After running, `rm_comodified.py` were are now performed the necessary steps to create **TSSB-3M**.

The initial mining process (`run_batch_crawler.py`) used repository urls extracted from Libraries.io 1.6 and were performed on a cluster for two weeks. After mining, the remaining steps were performed on a single machine.

In addition to the scripts necessary for mining our datasets, we additionally provide scripts for analyzing the generated datasets:

`stats.py`: Collects statistics over the dataset. Statistics include number of commits, number of projects, SStuB pattern distribution, distribution of central AST edit operations.

`compute_edit_patterns.py`: For each bug fix transform
the AST edit script into an edit pattern.

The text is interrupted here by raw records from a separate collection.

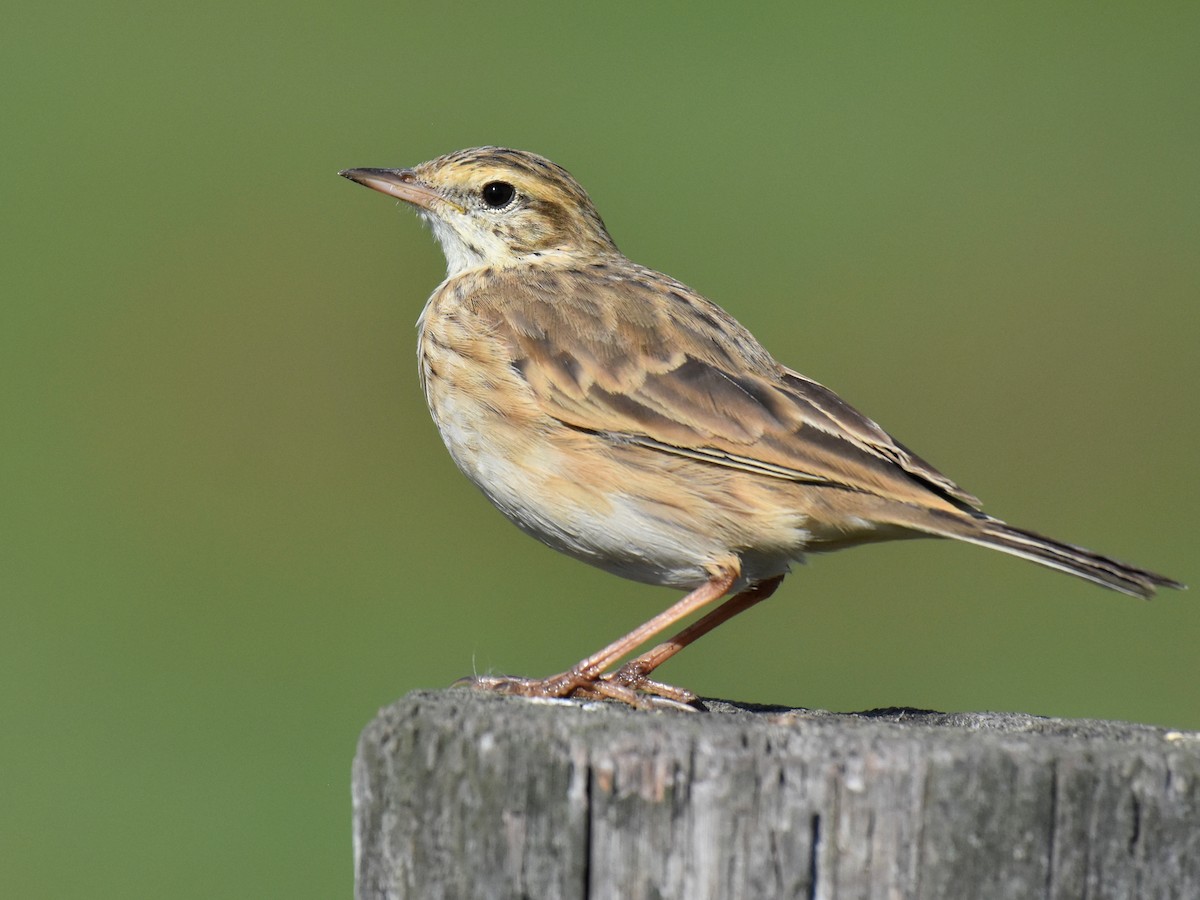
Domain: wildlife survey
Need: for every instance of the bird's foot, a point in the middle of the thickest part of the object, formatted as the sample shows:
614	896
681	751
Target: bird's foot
625	685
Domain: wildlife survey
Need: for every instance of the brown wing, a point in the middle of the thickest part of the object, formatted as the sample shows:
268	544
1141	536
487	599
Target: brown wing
628	353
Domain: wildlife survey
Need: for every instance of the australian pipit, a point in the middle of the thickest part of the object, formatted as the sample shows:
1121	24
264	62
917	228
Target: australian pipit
619	417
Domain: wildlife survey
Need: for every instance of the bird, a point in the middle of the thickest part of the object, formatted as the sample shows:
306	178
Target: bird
622	418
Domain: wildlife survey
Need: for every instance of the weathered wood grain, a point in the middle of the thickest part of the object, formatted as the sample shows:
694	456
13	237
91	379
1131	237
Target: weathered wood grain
463	795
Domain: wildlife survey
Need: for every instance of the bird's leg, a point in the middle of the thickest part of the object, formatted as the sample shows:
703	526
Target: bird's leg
634	673
583	678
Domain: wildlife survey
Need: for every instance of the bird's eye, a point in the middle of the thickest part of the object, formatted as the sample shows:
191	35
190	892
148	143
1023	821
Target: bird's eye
498	193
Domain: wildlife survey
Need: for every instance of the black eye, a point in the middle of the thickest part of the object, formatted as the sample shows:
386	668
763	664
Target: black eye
498	193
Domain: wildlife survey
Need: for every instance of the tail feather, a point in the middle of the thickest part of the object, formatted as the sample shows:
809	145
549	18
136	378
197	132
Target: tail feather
1065	557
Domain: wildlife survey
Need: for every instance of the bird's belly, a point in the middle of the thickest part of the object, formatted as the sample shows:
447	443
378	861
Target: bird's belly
631	511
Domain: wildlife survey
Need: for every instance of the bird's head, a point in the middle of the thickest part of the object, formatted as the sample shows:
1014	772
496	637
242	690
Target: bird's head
496	207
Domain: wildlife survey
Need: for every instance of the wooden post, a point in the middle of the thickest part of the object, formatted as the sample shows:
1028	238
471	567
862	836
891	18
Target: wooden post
461	795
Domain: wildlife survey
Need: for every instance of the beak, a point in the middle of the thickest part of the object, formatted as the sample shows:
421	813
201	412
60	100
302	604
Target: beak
401	184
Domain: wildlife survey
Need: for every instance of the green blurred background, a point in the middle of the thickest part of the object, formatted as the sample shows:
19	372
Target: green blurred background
231	532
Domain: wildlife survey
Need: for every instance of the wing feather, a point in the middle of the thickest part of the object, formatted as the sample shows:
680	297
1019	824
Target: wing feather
631	354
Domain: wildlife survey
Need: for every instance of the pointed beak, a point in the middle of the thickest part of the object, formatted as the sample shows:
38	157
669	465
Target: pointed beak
401	184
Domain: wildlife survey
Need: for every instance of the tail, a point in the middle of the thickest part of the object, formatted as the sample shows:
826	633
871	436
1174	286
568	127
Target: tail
1065	557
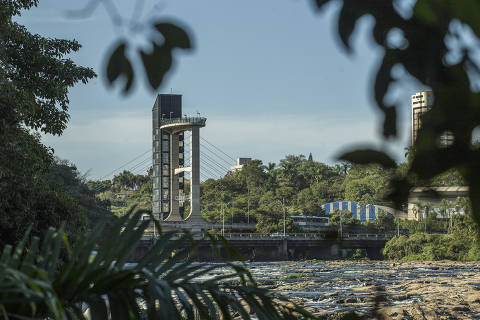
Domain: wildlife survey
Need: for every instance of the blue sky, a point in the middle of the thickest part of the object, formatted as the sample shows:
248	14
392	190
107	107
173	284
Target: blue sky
270	76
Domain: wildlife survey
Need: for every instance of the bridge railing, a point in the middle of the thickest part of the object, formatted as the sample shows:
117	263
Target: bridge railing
193	120
291	236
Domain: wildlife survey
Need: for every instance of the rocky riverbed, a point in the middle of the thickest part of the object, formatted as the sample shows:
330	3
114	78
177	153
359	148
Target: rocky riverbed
404	290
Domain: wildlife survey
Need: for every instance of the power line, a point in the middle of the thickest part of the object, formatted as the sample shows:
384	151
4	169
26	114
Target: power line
217	148
126	164
213	166
140	164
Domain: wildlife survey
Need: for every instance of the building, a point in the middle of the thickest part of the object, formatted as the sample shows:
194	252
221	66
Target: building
167	106
434	196
362	212
240	163
421	103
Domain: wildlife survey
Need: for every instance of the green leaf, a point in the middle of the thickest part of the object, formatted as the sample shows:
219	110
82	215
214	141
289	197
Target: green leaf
174	36
369	156
119	65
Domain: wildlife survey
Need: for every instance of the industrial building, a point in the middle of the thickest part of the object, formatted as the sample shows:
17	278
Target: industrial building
421	103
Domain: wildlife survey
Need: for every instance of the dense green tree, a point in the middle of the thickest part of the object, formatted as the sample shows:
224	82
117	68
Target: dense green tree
366	184
345	216
35	75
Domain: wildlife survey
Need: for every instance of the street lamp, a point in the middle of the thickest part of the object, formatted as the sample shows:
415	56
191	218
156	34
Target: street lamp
283	206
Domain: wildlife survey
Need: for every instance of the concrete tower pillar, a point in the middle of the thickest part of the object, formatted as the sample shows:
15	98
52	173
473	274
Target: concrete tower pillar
173	188
195	215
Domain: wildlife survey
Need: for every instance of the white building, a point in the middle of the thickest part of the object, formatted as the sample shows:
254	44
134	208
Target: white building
422	102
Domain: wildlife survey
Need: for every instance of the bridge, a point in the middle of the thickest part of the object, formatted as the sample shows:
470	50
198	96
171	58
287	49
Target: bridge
264	247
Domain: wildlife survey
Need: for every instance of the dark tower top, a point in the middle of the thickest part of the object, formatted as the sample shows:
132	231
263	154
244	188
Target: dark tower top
166	104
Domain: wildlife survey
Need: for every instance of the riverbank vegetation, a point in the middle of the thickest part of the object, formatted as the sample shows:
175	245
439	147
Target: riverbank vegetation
459	241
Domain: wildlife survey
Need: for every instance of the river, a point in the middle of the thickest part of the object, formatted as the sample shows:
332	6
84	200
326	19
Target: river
412	290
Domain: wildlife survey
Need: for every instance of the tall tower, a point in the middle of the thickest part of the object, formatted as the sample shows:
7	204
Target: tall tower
167	106
422	102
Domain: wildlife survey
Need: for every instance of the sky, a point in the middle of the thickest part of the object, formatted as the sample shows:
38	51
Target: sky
270	76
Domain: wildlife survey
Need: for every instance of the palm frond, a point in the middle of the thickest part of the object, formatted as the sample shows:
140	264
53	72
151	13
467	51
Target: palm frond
96	276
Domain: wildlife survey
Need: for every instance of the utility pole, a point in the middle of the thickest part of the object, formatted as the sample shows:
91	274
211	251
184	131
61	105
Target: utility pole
248	205
223	220
341	226
154	228
425	218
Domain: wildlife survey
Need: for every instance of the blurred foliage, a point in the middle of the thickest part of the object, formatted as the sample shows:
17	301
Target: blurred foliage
35	76
255	192
437	46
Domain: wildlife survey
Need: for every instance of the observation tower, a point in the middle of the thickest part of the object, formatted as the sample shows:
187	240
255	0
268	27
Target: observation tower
174	128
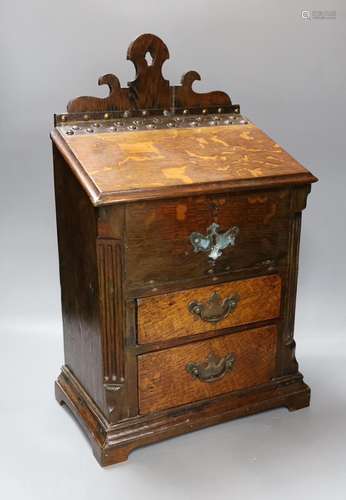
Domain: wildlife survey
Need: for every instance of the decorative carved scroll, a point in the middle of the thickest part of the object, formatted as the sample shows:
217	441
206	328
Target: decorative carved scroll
150	90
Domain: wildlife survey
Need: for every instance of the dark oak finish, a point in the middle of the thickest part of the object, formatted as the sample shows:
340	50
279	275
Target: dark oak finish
149	89
158	236
168	316
164	382
160	339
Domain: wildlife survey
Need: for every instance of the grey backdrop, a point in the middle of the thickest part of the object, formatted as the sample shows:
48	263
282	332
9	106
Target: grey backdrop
288	75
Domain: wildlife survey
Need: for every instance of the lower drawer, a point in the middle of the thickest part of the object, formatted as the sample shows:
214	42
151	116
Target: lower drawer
202	370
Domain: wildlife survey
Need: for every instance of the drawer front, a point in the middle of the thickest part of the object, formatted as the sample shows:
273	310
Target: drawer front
202	370
191	312
252	230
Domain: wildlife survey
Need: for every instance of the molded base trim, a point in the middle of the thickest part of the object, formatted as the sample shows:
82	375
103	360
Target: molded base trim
112	443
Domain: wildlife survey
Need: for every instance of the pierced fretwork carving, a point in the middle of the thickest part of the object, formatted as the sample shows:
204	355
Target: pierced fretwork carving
150	90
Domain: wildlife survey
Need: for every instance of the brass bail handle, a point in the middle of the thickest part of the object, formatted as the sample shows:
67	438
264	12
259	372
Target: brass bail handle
215	309
213	369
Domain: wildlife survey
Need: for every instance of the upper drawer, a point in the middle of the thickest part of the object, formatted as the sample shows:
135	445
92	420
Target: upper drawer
190	312
159	236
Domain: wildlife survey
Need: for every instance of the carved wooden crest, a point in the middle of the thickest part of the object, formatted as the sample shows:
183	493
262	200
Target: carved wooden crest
150	90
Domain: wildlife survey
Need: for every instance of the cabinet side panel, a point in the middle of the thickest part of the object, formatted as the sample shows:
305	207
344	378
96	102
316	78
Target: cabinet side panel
76	225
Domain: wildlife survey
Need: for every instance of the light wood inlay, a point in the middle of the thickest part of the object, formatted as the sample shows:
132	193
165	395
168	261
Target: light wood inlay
164	317
160	158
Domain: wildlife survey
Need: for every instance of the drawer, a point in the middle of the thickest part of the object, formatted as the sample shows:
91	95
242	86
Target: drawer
190	312
159	236
202	370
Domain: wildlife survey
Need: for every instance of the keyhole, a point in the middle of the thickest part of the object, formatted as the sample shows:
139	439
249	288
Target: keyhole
148	58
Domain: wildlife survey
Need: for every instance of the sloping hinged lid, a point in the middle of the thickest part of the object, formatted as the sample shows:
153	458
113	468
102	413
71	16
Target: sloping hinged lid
152	140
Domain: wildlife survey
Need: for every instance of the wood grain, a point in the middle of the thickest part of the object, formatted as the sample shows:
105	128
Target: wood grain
165	383
149	90
76	225
165	317
158	236
121	162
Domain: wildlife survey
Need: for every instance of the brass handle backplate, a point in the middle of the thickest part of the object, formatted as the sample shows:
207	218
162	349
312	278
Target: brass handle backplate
213	369
214	310
214	242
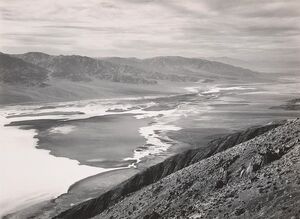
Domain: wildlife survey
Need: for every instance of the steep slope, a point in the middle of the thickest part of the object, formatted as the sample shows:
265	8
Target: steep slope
16	71
159	171
259	178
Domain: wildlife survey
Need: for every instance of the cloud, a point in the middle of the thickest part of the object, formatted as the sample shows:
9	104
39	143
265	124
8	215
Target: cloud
243	29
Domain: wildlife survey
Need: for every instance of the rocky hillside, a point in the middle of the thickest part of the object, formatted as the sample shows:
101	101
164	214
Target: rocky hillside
259	178
16	71
82	68
193	67
231	177
133	70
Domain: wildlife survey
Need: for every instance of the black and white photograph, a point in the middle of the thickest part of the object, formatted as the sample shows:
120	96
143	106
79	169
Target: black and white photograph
150	109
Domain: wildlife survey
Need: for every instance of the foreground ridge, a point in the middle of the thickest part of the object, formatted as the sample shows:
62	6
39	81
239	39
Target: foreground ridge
247	180
256	179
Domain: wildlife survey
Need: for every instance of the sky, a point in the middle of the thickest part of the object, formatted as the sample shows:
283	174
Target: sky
259	30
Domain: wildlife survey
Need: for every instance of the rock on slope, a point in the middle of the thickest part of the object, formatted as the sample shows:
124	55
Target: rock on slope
141	201
259	178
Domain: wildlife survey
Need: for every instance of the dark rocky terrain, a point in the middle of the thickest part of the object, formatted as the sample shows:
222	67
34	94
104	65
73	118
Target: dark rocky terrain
250	174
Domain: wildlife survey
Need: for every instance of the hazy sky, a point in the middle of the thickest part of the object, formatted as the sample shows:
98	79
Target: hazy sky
246	29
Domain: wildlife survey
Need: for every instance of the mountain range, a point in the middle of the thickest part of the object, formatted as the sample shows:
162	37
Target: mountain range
36	76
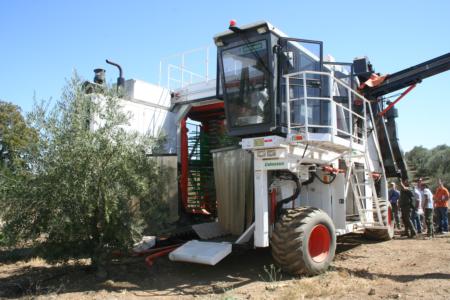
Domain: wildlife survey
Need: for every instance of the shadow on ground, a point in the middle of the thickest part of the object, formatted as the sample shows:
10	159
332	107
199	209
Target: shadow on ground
163	278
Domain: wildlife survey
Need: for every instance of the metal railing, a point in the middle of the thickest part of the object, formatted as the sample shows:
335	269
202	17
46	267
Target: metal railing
354	135
333	83
174	70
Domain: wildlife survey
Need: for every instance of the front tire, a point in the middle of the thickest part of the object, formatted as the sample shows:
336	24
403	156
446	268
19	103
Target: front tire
304	241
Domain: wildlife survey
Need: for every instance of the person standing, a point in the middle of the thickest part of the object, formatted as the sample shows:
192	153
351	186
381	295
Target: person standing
428	208
394	195
417	207
441	204
407	205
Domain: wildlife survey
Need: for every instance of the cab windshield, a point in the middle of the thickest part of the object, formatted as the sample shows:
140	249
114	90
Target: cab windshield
246	84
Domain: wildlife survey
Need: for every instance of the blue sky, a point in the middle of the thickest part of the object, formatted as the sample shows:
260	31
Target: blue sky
42	42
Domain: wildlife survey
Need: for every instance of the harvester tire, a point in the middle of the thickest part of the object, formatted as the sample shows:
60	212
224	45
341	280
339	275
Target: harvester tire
384	234
304	241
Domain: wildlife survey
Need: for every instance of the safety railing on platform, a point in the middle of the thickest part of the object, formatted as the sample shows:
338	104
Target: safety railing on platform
344	126
179	70
356	131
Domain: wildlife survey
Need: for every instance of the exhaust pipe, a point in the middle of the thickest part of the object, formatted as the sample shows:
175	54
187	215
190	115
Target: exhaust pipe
120	79
99	76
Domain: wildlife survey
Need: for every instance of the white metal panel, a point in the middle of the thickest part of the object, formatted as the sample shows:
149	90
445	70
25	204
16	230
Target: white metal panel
148	106
208	253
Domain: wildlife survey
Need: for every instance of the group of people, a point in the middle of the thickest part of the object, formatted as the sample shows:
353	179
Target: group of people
418	203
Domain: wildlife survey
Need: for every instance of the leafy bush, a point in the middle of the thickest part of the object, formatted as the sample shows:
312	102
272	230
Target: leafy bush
91	188
434	163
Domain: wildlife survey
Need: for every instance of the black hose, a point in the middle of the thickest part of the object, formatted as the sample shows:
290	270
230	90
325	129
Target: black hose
324	182
291	198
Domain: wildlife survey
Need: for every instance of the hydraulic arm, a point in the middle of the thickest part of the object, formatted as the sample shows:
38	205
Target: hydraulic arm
392	154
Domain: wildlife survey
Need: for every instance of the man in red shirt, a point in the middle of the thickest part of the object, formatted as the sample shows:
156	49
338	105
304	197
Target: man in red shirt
441	204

The translation converts for example inserting a binary operator into an assignment as `Insert(binary_op, assign)`.

`compute_pattern_distance.py`: For each pattern, compute smallest jaccard distance to a bug fix classified as a SStuB.

`typo_identification.py`: Computes the percentage
of bug fixing commits that can be likely attributed to typos. Code changes are considered as typo fixes whenever the Damerau-Levenshtein distance between bug and fix is lower equal 2.